6. Don Alberto Pacini, recteur de la Basilique Sainte-Anastasie, a parlé de l’adoration eucharistique perpétuelle – en particulier de la possibilité d’organiser des adorations nocturnes – et a demandé au pape d’expliquer le sens et la valeur de la réparation eucharistique face aux vols, aux actes sacrilèges et aux sectes sataniques

Benoît XVI : Nous
ne parlons plus en général de l’adoration eucharistique, qui a réellement pénétré dans nos cœurs et qui pénètre dans le cœur du peuple. Vous avez posé cette question spécifique sur la réparation eucharistique. Il s’agit d’un discours qui est devenu difficile. Je me souviens, quand j’étais jeune, qu’à l’occasion de la fête du Sacré-Cœur, nous disions une belle prière de Léon XIII, puis une autre de Pie XI, dans laquelle la réparation occupait une place particulière, précisément en référence, déjà à cette époque, aux actes sacrilèges qui devaient être réparés.
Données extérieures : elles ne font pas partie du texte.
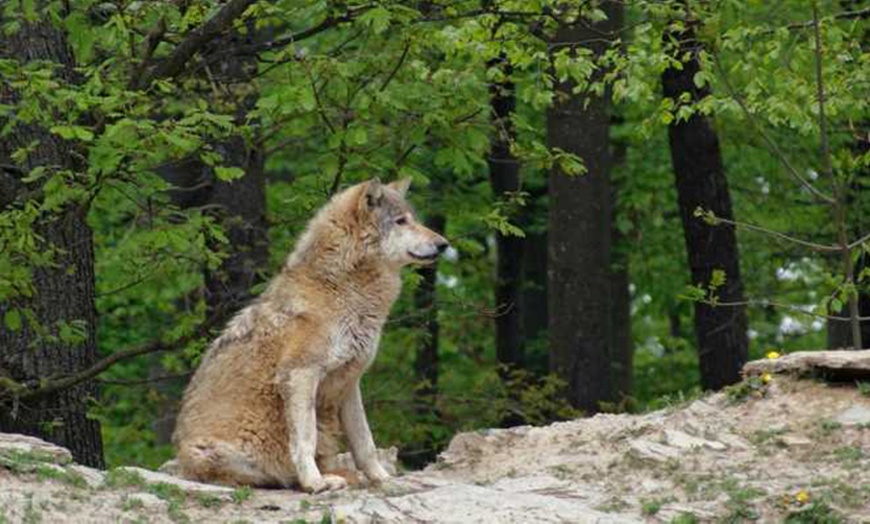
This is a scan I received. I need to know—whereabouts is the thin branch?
[0,315,221,401]
[132,0,257,89]
[378,42,411,91]
[846,233,870,251]
[713,56,834,204]
[698,299,870,322]
[713,216,843,252]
Il me semble que nous devons aller au fond des choses, parvenir au Seigneur lui-même qui a offert la réparation pour le péché du monde, et nous efforcer de réparer : disons qu’il faut équilibrer le surplus de mal et le surplus de bien. Ainsi, dans la balance du monde, nous ne devons pas laisser ce grand surplus au négatif, mais accorder un poids au moins équivalent au bien.

Cette idée fondamentale s’appuie sur ce qui a été fait par le Christ. Tel est, pour autant que je comprenne, le sens du sacrifice eucharistique. Contre ce grand poids du mal qui existe dans le monde, le Seigneur place un autre poids plus grand, celui de l’amour infini qui entre dans ce monde. Tel est le point important : Dieu est toujours le bien absolu, mais ce bien absolu entre précisément dans le jeu de l’histoire ; le Christ devient ici présent, il souffre et subit jusqu’au bout les souffrances du mal, créant ainsi un contrepoids d’une valeur absolue. Le surplus du mal, qui existe toujours si nous ne considérons de façon empirique que les proportions, est dépassé par le surplus immense du bien, de la souffrance du Fils de Dieu.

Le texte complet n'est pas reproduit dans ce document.